Perhaps this is what makes Purim so close to us: its backdrop looks like our daily lives more than any other: a context in which God especially since October 7, seems stubbornly absent, as if its Shekhina was disinterested in the fate of men.


Is this the end of the story?

On the contrary, it may be just the beginning.



In the Jewish tradition, invisibility isn’t absence.


On the contrary, the silence of God is a call to human action.


But how can we have the courage to act when God seems absent from the world?


We need faith, that is: keeping choosing to bet that God’s presence shines in our lives, even invisible, even hidden (nistar) behind the clouds of his absence, keeping choosing to believe that human action will not be alone, but supported.

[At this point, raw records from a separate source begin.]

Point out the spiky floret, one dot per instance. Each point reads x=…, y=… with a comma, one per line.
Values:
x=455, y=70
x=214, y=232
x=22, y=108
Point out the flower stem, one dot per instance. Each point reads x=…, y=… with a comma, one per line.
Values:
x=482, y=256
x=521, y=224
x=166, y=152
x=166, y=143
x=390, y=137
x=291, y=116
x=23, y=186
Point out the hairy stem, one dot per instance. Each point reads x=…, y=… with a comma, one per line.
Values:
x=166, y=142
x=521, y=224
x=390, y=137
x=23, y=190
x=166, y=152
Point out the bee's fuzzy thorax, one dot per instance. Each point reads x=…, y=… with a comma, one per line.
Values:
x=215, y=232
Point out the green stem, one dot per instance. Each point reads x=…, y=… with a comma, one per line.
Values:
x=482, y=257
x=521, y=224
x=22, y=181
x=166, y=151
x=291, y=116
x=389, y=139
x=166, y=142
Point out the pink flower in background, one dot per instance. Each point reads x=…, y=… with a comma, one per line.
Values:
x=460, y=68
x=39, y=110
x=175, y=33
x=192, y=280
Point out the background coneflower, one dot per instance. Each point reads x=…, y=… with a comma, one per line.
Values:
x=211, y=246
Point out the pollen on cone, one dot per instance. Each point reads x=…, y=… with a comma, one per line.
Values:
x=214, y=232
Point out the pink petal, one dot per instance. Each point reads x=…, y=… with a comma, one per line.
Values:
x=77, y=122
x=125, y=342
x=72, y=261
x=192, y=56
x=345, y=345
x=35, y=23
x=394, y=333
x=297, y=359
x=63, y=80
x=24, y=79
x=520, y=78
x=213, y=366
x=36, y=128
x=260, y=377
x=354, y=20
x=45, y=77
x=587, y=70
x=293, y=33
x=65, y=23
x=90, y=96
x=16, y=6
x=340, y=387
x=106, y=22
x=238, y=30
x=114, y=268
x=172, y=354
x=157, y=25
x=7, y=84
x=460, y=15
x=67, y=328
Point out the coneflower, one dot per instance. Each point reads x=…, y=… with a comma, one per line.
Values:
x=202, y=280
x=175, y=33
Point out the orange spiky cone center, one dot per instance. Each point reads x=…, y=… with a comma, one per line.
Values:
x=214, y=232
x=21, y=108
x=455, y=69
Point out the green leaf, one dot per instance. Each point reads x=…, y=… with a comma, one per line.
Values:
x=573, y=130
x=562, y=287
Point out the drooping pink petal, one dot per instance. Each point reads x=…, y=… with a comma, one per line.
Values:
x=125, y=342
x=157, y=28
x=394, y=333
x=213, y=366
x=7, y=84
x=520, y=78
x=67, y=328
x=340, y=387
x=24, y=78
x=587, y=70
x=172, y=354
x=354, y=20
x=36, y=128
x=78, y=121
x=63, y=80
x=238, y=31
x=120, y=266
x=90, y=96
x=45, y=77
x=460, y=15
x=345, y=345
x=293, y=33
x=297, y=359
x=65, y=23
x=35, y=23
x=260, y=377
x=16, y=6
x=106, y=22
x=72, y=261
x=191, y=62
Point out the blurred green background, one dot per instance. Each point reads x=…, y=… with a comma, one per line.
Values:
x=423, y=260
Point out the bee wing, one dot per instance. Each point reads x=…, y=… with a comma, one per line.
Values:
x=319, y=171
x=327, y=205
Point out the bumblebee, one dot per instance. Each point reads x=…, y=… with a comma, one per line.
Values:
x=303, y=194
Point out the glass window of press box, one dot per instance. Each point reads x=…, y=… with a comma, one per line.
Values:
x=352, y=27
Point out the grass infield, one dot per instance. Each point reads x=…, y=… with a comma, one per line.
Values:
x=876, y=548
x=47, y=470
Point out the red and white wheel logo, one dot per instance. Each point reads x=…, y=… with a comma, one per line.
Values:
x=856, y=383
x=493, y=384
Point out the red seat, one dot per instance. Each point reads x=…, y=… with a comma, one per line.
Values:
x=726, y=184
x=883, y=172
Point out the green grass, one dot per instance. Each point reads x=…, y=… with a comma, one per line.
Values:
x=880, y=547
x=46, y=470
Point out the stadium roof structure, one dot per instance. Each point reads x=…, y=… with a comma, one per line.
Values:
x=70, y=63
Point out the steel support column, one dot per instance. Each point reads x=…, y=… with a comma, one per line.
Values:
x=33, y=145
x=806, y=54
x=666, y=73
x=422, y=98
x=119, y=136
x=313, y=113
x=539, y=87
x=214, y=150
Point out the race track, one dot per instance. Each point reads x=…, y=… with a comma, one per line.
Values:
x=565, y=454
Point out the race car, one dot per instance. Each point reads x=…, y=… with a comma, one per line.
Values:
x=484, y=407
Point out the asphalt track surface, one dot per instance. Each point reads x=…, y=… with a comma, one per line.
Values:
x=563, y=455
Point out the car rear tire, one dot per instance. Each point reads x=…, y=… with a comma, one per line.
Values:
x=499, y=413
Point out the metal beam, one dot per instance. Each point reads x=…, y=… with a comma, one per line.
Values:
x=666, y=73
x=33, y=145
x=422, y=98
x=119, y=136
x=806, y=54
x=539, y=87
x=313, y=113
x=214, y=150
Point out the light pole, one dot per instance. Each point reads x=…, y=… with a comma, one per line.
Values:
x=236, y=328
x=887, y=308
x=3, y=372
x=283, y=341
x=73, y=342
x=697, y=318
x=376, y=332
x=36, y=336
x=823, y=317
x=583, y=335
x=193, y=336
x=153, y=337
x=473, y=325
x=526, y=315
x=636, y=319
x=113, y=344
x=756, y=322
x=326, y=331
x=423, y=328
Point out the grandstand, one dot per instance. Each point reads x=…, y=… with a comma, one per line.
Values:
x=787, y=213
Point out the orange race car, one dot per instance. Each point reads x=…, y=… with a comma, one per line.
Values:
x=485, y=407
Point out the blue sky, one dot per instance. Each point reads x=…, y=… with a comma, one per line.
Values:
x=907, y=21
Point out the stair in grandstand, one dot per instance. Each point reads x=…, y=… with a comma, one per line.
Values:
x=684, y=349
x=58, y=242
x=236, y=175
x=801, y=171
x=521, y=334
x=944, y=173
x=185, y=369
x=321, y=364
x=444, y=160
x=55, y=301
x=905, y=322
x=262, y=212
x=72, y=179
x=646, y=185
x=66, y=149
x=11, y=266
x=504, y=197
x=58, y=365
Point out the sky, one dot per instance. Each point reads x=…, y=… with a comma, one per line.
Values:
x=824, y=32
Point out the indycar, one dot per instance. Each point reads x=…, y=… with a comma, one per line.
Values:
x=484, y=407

This is what Mordechai seems to say to Esther, at the dramatic peak of the Purim story, when he urges her to take action:


  רֶףוַח וְהַצָּלָ֞ה יַעֲמ֤וֹד לַיְּהוּדִים֙ מִמָּק֣וֹם אַחֵ֔ר


“relief and deliverance will come to the Jews from another place (...).

רֶ֣וַח וְהַצָּלָ֞ה יַעֲמ֤וֹד לַיְּהוּדִים֙ מִמָּק֣וֹם אַחֵ֔ר



  And who knows, maybe you came to royalty for just such a moment.”

וּמִ֣י יוֹדֵ֔עַ אִם־לְעֵ֣ת כָּזֹ֔את הִגַּ֖עַתְּ לַמַּלְכֽוּת׃



Mordechai speaks as if he knows that there will be a happy ending to the story.


He makes the choice to believe, and encourages Esther to dare acting.


“Faith”, ‘emunah” in Hebrew, speaks of “ trust”.


And trusting is none other than the choice to entrust our lives into something greater than ourselves.


Granted, something invisible - something impalpable, but something we know, deep down, to bemuch more real than the theater of the world.


This is emunah.


To believe, from a Jewish perspective, means taking action:  choosing to entrust ourselves into God while taking control of our own destiny, having the courage to act while feeling supported, even by something invisible.


Accounts from survivors of the October 7 fighting bear witness to such a dynamic, and it is not surprising:


In war situations, especially when it comes to saving one's loved ones, emunah inspires acts of incredible courage.


This was the gesture of Gandhi, who persisted in believing that he could free his people when reality persisted in showing him the opposite.


Such was that of Nelson Mandela and Nathan Sharansky, who for years refused to give up the hope of one day being free with their people.


This is the gesture of Queen Esther, who, in order to save her people, was ready to risk death by speaking up where she was not invited to.


For all heroes of human history, the movement is the same:

It was not because they had proof that they believed.


It is because they believed, because they dared, and because they were ready to pay the price,

that the radical courage they demonstrated allowed them, literally, to overturn reality and to bring about a better world.



In the story of Purim, the manifest absence of God is nothing other than a call to human action.